L’inflation américaine surprend encore à la hausse
Les indices boursiers ont d’abord réduit leur progression - ou débuté en baisse aux Etats-Unis - mercredi après la publication d’une inflation américaine supérieure aux attentes. Avant de repartir à la hausse (+1,59% pour l’Euro Stoxx 600 et +0,94% pour le S&P 500) en même temps que les taux diminuaient… Un nouveau signe que les marchés sont autant perplexes sur la capacité de la Fed à contenir la hausse des prix que sur le sens de cette surprise statistique.

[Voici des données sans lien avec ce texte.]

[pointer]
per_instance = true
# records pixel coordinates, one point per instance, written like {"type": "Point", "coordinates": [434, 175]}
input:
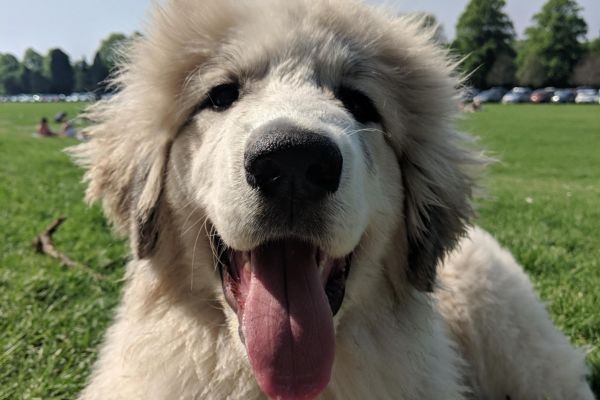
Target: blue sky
{"type": "Point", "coordinates": [78, 26]}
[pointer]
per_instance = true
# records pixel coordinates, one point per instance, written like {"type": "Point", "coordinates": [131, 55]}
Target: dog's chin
{"type": "Point", "coordinates": [285, 293]}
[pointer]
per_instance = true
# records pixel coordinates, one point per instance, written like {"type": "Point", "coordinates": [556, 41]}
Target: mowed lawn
{"type": "Point", "coordinates": [541, 200]}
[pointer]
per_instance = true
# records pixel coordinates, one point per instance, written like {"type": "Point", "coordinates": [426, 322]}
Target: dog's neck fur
{"type": "Point", "coordinates": [170, 311]}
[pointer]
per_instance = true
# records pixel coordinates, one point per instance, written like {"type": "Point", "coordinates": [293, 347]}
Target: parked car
{"type": "Point", "coordinates": [517, 95]}
{"type": "Point", "coordinates": [493, 95]}
{"type": "Point", "coordinates": [586, 96]}
{"type": "Point", "coordinates": [542, 95]}
{"type": "Point", "coordinates": [467, 93]}
{"type": "Point", "coordinates": [563, 96]}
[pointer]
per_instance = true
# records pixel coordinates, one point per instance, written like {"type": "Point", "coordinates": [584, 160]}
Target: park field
{"type": "Point", "coordinates": [541, 199]}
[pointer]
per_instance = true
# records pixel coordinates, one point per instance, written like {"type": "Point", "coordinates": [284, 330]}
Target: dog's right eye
{"type": "Point", "coordinates": [359, 105]}
{"type": "Point", "coordinates": [221, 97]}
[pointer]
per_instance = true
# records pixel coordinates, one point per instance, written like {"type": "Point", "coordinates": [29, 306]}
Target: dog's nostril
{"type": "Point", "coordinates": [265, 172]}
{"type": "Point", "coordinates": [325, 175]}
{"type": "Point", "coordinates": [283, 161]}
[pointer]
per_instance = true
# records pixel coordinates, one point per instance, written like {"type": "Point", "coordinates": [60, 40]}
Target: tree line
{"type": "Point", "coordinates": [54, 72]}
{"type": "Point", "coordinates": [553, 52]}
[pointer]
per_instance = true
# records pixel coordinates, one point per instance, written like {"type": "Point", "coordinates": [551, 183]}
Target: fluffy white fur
{"type": "Point", "coordinates": [169, 176]}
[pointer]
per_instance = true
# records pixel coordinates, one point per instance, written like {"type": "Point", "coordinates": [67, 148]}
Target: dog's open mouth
{"type": "Point", "coordinates": [285, 294]}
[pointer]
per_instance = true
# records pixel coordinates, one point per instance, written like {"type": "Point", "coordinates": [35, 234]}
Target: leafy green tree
{"type": "Point", "coordinates": [98, 73]}
{"type": "Point", "coordinates": [10, 70]}
{"type": "Point", "coordinates": [555, 42]}
{"type": "Point", "coordinates": [82, 77]}
{"type": "Point", "coordinates": [106, 59]}
{"type": "Point", "coordinates": [59, 71]}
{"type": "Point", "coordinates": [485, 37]}
{"type": "Point", "coordinates": [594, 45]}
{"type": "Point", "coordinates": [32, 73]}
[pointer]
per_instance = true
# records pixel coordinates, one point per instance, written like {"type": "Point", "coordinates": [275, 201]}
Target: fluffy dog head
{"type": "Point", "coordinates": [309, 142]}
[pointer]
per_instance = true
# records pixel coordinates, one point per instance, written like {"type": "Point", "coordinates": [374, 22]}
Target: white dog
{"type": "Point", "coordinates": [291, 181]}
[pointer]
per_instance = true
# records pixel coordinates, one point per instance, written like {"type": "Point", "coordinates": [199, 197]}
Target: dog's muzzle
{"type": "Point", "coordinates": [289, 164]}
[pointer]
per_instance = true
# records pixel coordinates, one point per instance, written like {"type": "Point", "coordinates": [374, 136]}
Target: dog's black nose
{"type": "Point", "coordinates": [284, 161]}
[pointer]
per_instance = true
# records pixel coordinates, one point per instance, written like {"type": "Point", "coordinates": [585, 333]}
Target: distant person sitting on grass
{"type": "Point", "coordinates": [43, 128]}
{"type": "Point", "coordinates": [68, 129]}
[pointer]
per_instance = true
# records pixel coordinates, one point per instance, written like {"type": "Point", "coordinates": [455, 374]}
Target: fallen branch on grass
{"type": "Point", "coordinates": [43, 244]}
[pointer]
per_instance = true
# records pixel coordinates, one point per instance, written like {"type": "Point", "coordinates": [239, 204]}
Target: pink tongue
{"type": "Point", "coordinates": [287, 322]}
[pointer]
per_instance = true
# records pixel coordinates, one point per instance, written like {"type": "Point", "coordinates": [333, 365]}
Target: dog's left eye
{"type": "Point", "coordinates": [221, 97]}
{"type": "Point", "coordinates": [359, 105]}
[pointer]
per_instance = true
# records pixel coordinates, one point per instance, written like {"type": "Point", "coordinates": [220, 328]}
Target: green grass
{"type": "Point", "coordinates": [541, 203]}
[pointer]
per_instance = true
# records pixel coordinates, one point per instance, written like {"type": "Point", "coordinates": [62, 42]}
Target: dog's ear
{"type": "Point", "coordinates": [437, 210]}
{"type": "Point", "coordinates": [437, 163]}
{"type": "Point", "coordinates": [128, 179]}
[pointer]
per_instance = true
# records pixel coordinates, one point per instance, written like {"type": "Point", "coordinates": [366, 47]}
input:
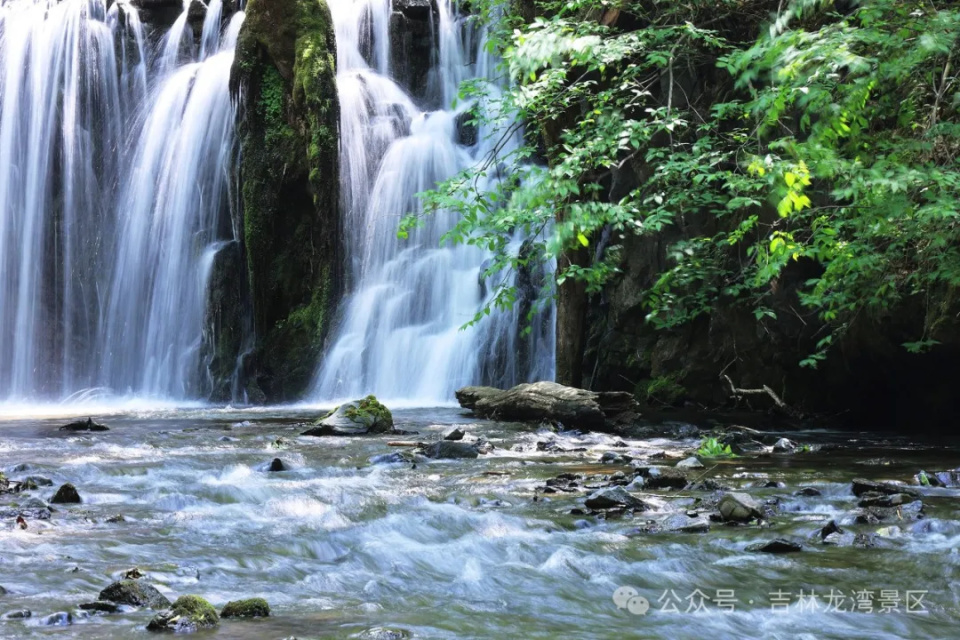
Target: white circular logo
{"type": "Point", "coordinates": [623, 595]}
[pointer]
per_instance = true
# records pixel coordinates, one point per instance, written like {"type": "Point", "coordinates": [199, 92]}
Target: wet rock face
{"type": "Point", "coordinates": [538, 401]}
{"type": "Point", "coordinates": [66, 494]}
{"type": "Point", "coordinates": [134, 593]}
{"type": "Point", "coordinates": [450, 450]}
{"type": "Point", "coordinates": [780, 545]}
{"type": "Point", "coordinates": [284, 76]}
{"type": "Point", "coordinates": [186, 615]}
{"type": "Point", "coordinates": [412, 46]}
{"type": "Point", "coordinates": [613, 498]}
{"type": "Point", "coordinates": [739, 507]}
{"type": "Point", "coordinates": [84, 425]}
{"type": "Point", "coordinates": [249, 608]}
{"type": "Point", "coordinates": [354, 418]}
{"type": "Point", "coordinates": [861, 487]}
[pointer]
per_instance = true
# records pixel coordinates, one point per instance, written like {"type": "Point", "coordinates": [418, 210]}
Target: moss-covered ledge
{"type": "Point", "coordinates": [284, 75]}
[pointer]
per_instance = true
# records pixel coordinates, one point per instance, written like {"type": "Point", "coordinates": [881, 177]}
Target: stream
{"type": "Point", "coordinates": [344, 544]}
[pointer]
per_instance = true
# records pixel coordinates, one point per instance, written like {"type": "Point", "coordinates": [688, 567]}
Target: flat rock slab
{"type": "Point", "coordinates": [84, 425]}
{"type": "Point", "coordinates": [536, 401]}
{"type": "Point", "coordinates": [780, 545]}
{"type": "Point", "coordinates": [135, 593]}
{"type": "Point", "coordinates": [451, 450]}
{"type": "Point", "coordinates": [613, 498]}
{"type": "Point", "coordinates": [739, 507]}
{"type": "Point", "coordinates": [861, 486]}
{"type": "Point", "coordinates": [355, 418]}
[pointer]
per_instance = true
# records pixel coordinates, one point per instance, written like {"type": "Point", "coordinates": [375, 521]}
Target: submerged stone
{"type": "Point", "coordinates": [739, 507]}
{"type": "Point", "coordinates": [186, 615]}
{"type": "Point", "coordinates": [860, 486]}
{"type": "Point", "coordinates": [66, 494]}
{"type": "Point", "coordinates": [249, 608]}
{"type": "Point", "coordinates": [84, 425]}
{"type": "Point", "coordinates": [613, 498]}
{"type": "Point", "coordinates": [58, 619]}
{"type": "Point", "coordinates": [780, 545]}
{"type": "Point", "coordinates": [134, 593]}
{"type": "Point", "coordinates": [447, 449]}
{"type": "Point", "coordinates": [353, 419]}
{"type": "Point", "coordinates": [100, 607]}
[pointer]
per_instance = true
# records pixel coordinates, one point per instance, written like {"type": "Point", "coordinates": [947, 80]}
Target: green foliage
{"type": "Point", "coordinates": [711, 448]}
{"type": "Point", "coordinates": [827, 138]}
{"type": "Point", "coordinates": [665, 390]}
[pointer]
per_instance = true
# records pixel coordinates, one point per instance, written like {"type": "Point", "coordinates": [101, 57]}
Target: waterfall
{"type": "Point", "coordinates": [115, 166]}
{"type": "Point", "coordinates": [402, 330]}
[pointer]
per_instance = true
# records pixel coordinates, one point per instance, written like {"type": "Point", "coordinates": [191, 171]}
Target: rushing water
{"type": "Point", "coordinates": [402, 332]}
{"type": "Point", "coordinates": [450, 549]}
{"type": "Point", "coordinates": [114, 174]}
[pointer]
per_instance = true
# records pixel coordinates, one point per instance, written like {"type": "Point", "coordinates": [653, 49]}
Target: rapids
{"type": "Point", "coordinates": [447, 549]}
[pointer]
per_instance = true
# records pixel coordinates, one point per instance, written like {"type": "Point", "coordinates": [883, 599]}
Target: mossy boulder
{"type": "Point", "coordinates": [354, 418]}
{"type": "Point", "coordinates": [249, 608]}
{"type": "Point", "coordinates": [188, 614]}
{"type": "Point", "coordinates": [134, 593]}
{"type": "Point", "coordinates": [284, 73]}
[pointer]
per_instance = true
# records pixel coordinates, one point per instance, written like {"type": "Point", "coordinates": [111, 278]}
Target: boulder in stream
{"type": "Point", "coordinates": [186, 615]}
{"type": "Point", "coordinates": [538, 401]}
{"type": "Point", "coordinates": [249, 608]}
{"type": "Point", "coordinates": [656, 477]}
{"type": "Point", "coordinates": [134, 593]}
{"type": "Point", "coordinates": [779, 545]}
{"type": "Point", "coordinates": [58, 619]}
{"type": "Point", "coordinates": [739, 507]}
{"type": "Point", "coordinates": [84, 425]}
{"type": "Point", "coordinates": [354, 418]}
{"type": "Point", "coordinates": [690, 463]}
{"type": "Point", "coordinates": [449, 449]}
{"type": "Point", "coordinates": [613, 498]}
{"type": "Point", "coordinates": [66, 494]}
{"type": "Point", "coordinates": [100, 607]}
{"type": "Point", "coordinates": [861, 486]}
{"type": "Point", "coordinates": [453, 433]}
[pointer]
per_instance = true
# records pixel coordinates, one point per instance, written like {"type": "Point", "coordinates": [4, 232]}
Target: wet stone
{"type": "Point", "coordinates": [613, 498]}
{"type": "Point", "coordinates": [453, 433]}
{"type": "Point", "coordinates": [780, 545]}
{"type": "Point", "coordinates": [739, 507]}
{"type": "Point", "coordinates": [84, 425]}
{"type": "Point", "coordinates": [58, 619]}
{"type": "Point", "coordinates": [861, 486]}
{"type": "Point", "coordinates": [100, 607]}
{"type": "Point", "coordinates": [66, 494]}
{"type": "Point", "coordinates": [134, 593]}
{"type": "Point", "coordinates": [446, 449]}
{"type": "Point", "coordinates": [19, 614]}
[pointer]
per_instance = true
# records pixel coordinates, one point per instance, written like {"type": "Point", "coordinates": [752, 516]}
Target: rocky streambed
{"type": "Point", "coordinates": [490, 529]}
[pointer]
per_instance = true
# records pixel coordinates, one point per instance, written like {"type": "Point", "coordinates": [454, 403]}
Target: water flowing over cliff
{"type": "Point", "coordinates": [402, 333]}
{"type": "Point", "coordinates": [115, 145]}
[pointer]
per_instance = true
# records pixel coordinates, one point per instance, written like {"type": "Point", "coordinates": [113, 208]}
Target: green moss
{"type": "Point", "coordinates": [367, 408]}
{"type": "Point", "coordinates": [663, 390]}
{"type": "Point", "coordinates": [285, 68]}
{"type": "Point", "coordinates": [249, 608]}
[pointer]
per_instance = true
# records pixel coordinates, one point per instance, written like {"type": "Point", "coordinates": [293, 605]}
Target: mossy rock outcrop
{"type": "Point", "coordinates": [188, 614]}
{"type": "Point", "coordinates": [285, 75]}
{"type": "Point", "coordinates": [135, 593]}
{"type": "Point", "coordinates": [249, 608]}
{"type": "Point", "coordinates": [354, 418]}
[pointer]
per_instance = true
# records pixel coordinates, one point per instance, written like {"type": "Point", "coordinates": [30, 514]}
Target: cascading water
{"type": "Point", "coordinates": [114, 174]}
{"type": "Point", "coordinates": [402, 331]}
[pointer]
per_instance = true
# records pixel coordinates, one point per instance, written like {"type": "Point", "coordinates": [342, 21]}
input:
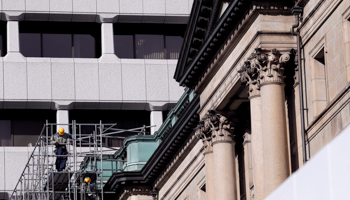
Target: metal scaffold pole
{"type": "Point", "coordinates": [86, 152]}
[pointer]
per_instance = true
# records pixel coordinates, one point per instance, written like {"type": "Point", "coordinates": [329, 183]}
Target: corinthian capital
{"type": "Point", "coordinates": [220, 127]}
{"type": "Point", "coordinates": [273, 72]}
{"type": "Point", "coordinates": [249, 72]}
{"type": "Point", "coordinates": [203, 132]}
{"type": "Point", "coordinates": [263, 68]}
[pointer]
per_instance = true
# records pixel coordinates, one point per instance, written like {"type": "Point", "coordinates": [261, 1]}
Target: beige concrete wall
{"type": "Point", "coordinates": [227, 76]}
{"type": "Point", "coordinates": [328, 106]}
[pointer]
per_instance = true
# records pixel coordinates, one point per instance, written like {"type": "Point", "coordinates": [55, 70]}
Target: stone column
{"type": "Point", "coordinates": [223, 157]}
{"type": "Point", "coordinates": [274, 126]}
{"type": "Point", "coordinates": [249, 74]}
{"type": "Point", "coordinates": [203, 132]}
{"type": "Point", "coordinates": [248, 166]}
{"type": "Point", "coordinates": [62, 120]}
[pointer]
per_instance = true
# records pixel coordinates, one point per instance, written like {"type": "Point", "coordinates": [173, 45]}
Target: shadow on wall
{"type": "Point", "coordinates": [4, 196]}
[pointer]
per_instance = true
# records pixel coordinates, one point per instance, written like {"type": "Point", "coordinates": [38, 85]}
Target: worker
{"type": "Point", "coordinates": [88, 189]}
{"type": "Point", "coordinates": [59, 139]}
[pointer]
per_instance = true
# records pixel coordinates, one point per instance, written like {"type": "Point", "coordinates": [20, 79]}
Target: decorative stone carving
{"type": "Point", "coordinates": [249, 73]}
{"type": "Point", "coordinates": [203, 132]}
{"type": "Point", "coordinates": [264, 68]}
{"type": "Point", "coordinates": [213, 128]}
{"type": "Point", "coordinates": [220, 127]}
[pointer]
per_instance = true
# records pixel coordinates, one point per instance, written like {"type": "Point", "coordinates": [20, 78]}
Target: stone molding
{"type": "Point", "coordinates": [214, 128]}
{"type": "Point", "coordinates": [263, 68]}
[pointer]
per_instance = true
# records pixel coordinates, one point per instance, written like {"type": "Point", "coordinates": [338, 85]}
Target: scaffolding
{"type": "Point", "coordinates": [89, 155]}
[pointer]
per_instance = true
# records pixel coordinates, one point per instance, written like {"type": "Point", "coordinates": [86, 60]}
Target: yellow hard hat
{"type": "Point", "coordinates": [87, 179]}
{"type": "Point", "coordinates": [61, 131]}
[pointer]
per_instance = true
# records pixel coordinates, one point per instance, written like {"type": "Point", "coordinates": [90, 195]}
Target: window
{"type": "Point", "coordinates": [148, 41]}
{"type": "Point", "coordinates": [21, 127]}
{"type": "Point", "coordinates": [2, 39]}
{"type": "Point", "coordinates": [60, 39]}
{"type": "Point", "coordinates": [318, 82]}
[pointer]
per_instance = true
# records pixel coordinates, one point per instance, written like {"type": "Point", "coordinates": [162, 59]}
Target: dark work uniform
{"type": "Point", "coordinates": [88, 190]}
{"type": "Point", "coordinates": [60, 142]}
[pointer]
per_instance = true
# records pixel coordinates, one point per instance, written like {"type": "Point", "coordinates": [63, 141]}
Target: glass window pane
{"type": "Point", "coordinates": [124, 46]}
{"type": "Point", "coordinates": [84, 46]}
{"type": "Point", "coordinates": [30, 44]}
{"type": "Point", "coordinates": [150, 46]}
{"type": "Point", "coordinates": [57, 45]}
{"type": "Point", "coordinates": [5, 133]}
{"type": "Point", "coordinates": [173, 46]}
{"type": "Point", "coordinates": [1, 48]}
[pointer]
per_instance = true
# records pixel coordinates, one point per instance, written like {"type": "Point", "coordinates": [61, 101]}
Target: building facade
{"type": "Point", "coordinates": [109, 60]}
{"type": "Point", "coordinates": [267, 95]}
{"type": "Point", "coordinates": [272, 86]}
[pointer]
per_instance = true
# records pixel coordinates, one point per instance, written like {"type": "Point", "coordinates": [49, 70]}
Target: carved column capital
{"type": "Point", "coordinates": [273, 72]}
{"type": "Point", "coordinates": [220, 127]}
{"type": "Point", "coordinates": [203, 132]}
{"type": "Point", "coordinates": [249, 73]}
{"type": "Point", "coordinates": [263, 68]}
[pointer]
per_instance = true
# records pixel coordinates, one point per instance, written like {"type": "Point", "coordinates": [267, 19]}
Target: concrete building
{"type": "Point", "coordinates": [265, 114]}
{"type": "Point", "coordinates": [109, 60]}
{"type": "Point", "coordinates": [271, 80]}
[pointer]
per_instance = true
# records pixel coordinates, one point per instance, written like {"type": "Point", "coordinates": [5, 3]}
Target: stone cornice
{"type": "Point", "coordinates": [199, 70]}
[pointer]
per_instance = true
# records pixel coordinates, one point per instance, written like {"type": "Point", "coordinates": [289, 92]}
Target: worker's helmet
{"type": "Point", "coordinates": [61, 131]}
{"type": "Point", "coordinates": [87, 179]}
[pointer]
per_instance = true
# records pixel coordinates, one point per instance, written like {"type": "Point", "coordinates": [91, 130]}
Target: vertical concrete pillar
{"type": "Point", "coordinates": [223, 157]}
{"type": "Point", "coordinates": [248, 165]}
{"type": "Point", "coordinates": [276, 158]}
{"type": "Point", "coordinates": [251, 78]}
{"type": "Point", "coordinates": [266, 71]}
{"type": "Point", "coordinates": [107, 38]}
{"type": "Point", "coordinates": [203, 131]}
{"type": "Point", "coordinates": [274, 125]}
{"type": "Point", "coordinates": [209, 172]}
{"type": "Point", "coordinates": [257, 148]}
{"type": "Point", "coordinates": [156, 119]}
{"type": "Point", "coordinates": [12, 37]}
{"type": "Point", "coordinates": [62, 119]}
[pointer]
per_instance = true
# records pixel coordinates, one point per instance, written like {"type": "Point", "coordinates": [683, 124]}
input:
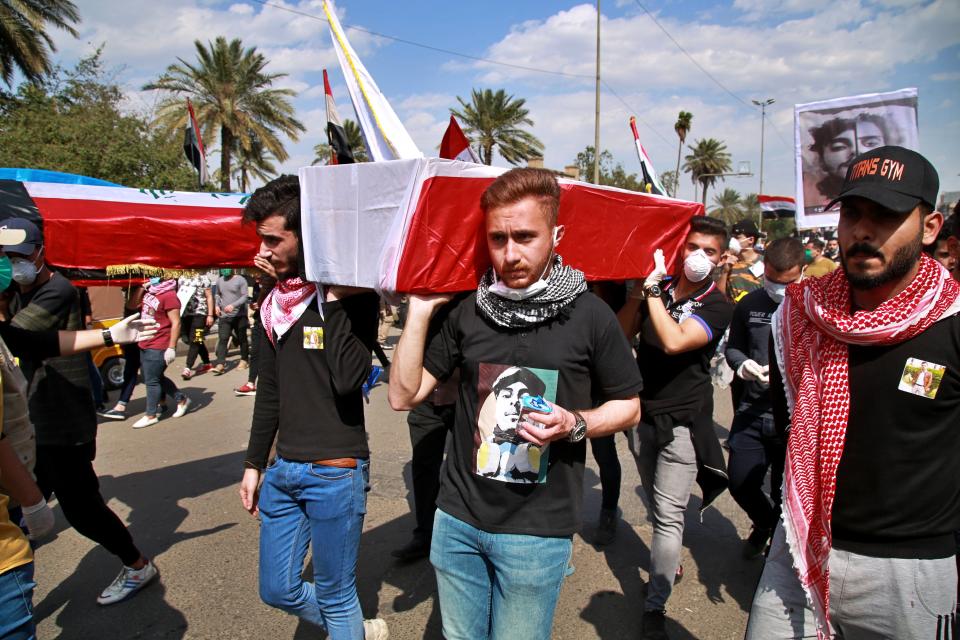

L’indice des prix à la consommation (CPI) américain a certes ralenti en avril, pour la première fois depuis août 2021. Il atteint +0,3% sur un mois après un bond de +1,2% en mars, et à +8,3% sur un an après +8,5% en mars, d’après les chiffres publiés mercredi par l’US Bureau of Labor Statistics (BLS). Principal facteur de hausse en mars, l’énergie a aussi tiré la baisse en avril, avec -2,7% sur un mois (+30,3% sur un an) et -6,1% sur un mois pour l’essence. Mais l’inflation sous-jacente (hors énergie et alimentation) a continué d’accélérer à +0,6% en rythme mensuel (+6,2% sur un an). Elle s’inscrit au-dessus des attentes, ce qui laisse penser que le ralentissement global est temporaire.
«Depuis le Covid, nous séparons l’analyse de l’inflation sous-jacente entre la partie liée à la réouverture de l'économie et la partie ‘super-core’», rappelle Raphaël Gallardo, chef économiste de Carmignac. Concernant la première, le prix des voitures d’occasion a poursuivi sa baisse (-0,4% sur un mois), mais celui des voitures neuves est remonté plus fort (+1,1%), comme celui des services de loisirs (+0,4%), auxquels s’ajoutent les transports non individuels comme les billets d’avion (+18,3%)… Concernant l’inflation super-core, la baisse sur les biens durables comme les vêtements (-0,8% sur un mois) est compensée par la poursuite de la hausse des loyers, qui comptent pour 33% dans l’indice avec l’équivalent loyers des propriétaires, et des autres services : santé, éducation, ménages… «Cette inflation structurelle n’accélère plus, mais sans baisser non plus. Elle contribue à elle seule à dépasser la cible de la Fed en rythme annuel (+2,1%), tout en bénéficiant pour les biens durables à la fois de la force du dollar et de stocks qui avaient été reconstitués, poursuit Raphaël Gallardo. Le président Joe Biden pourrait couper une partie des tarifs douaniers sur la Chine avant les ‘mid-terms’, mais potentiellement en même temps que l’effet retard des confinements chinois sur l’approvisionnement…»
Plutôt plus de pression
L'économiste craint également que les cours du pétrole n’intègrent pas encore les risques de hausse liés à un embargo sur le carburant russe, ou une interdiction d’assurer les tankers qui permettent de l’acheminer vers d’autres destinations. Malgré des chiffres conformes à ses prévisions, le chef économiste d’ING, James Knightley, estime aussi que le mouvement sur les prix de l’énergie «sera complètement inversé le mois prochain étant donné que l’essence est de retour à des sommets historiques (…). Nous pensons que mars 2022 aura marqué le pic de l’inflation annuelle (…), mais nous demeurons inquiets de l’impact de l’essence et des pressions croissantes sur les prix dans les services», note-t-il.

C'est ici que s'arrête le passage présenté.